Rational Markets

Bee takes a look at seemingly irrational behavior in the financial markets.

It was not that people who were actively involved in building up the problem were completely unconcerned. They just had no way to channel their uncanny feelings. From a transcript of a radio broadcast "This American Life" (audio, pdf transcript, via):

mortgage broker: ...it was unbelievable... my boss was in the business for 25 years. He hated those loans. He hated them and used to rant and say, “It makes me sick to my stomach the kind of loans that we do.”

Wall St. banker: ...No income no asset loans. That's a liar's loan. We are telling you to lie to us. We're hoping you don't lie. Tell us what you make, tell us what you have in the bank, but we won't verify? We’re setting you up to lie. Something about that feels very wrong. It felt wrong way back when and I wish we had never done it. Unfortunately, what happened ... we did it because everyone else was doing it.


Italics added. My favourite part though was this

Mike Garner: Yeah, and loan officers would have an accountant they could call up and say “Can you write a statement saying a truck driver can make this much money?” Then the next one, came along, and it was no income, verified assets. So you don't have to tell the people what you do for a living. You don’t have to tell the people what you do for work. All you have to do is state you have a certain amount of money in your bank account. And then, the next one, is just no income, no asset. You don't have to state anything. Just have to have a credit score and a pulse.

Alex Blumberg: Actually that pulse thing. Also optional. Like the case in Ohio where 23 dead people were approved for mortgages.

Here we have examples of the market forcing people to do things that they quite correctly believe to be irrational. What's up with that? Partly, I think, its the "other people's money" effect - the mortgage lenders aren't dependent on the borrower's paying, because they will already have sold the mortgages to some bank to securitize, and the banks are passing them on too. The buyers think that they are safe because they are protected by credit default swaps. Everybody thinks they have offloaded the risk (or certainty) of failure on somebody else, and everybody trusts the "efficient market" and some models they don't understand. The model builders may understand the models, but either they don't understand or haven't been told the facts underlying their statistical data.

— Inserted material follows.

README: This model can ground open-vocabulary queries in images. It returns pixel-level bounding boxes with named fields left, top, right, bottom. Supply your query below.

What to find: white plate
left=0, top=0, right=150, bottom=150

Even more important, I suspect, is the focus on short term results. This rewards the bank and the investment officer who take big risks to get good results for the next quarterly earning report, and punishes their counterparts who play it safe. The big investment banks used to be partnerships who were risking their own money - by the time of the crash they were all corporations run by guys who were playing with other peoples' money and getting a big chunk of it when they succeeded. The instinct of the predator is not focussed on next year or the next decade, but on his next meal, and when there is money in the water humans tend to revert to shark like feeding frenzy behaviors.

So what's the cure or treatment. The diehard Chicago ideologues, most of whom have never left their ivory towers, say let the idiots go bankrupt. It will be a lesson for the future. They predict this would result in a short but very sharp recession, but neither history nor systems theory is very supportive of this theory. Most of those who have actually practiced the discipline Chicago pretends to study, and most mainstream economists, think that the resulting collapse of world financial systems would be catastrophic, possibly destroying most world economic activity for a generation or more.

I say, be very suspicious of the true believer who stares lovingly into the abyss.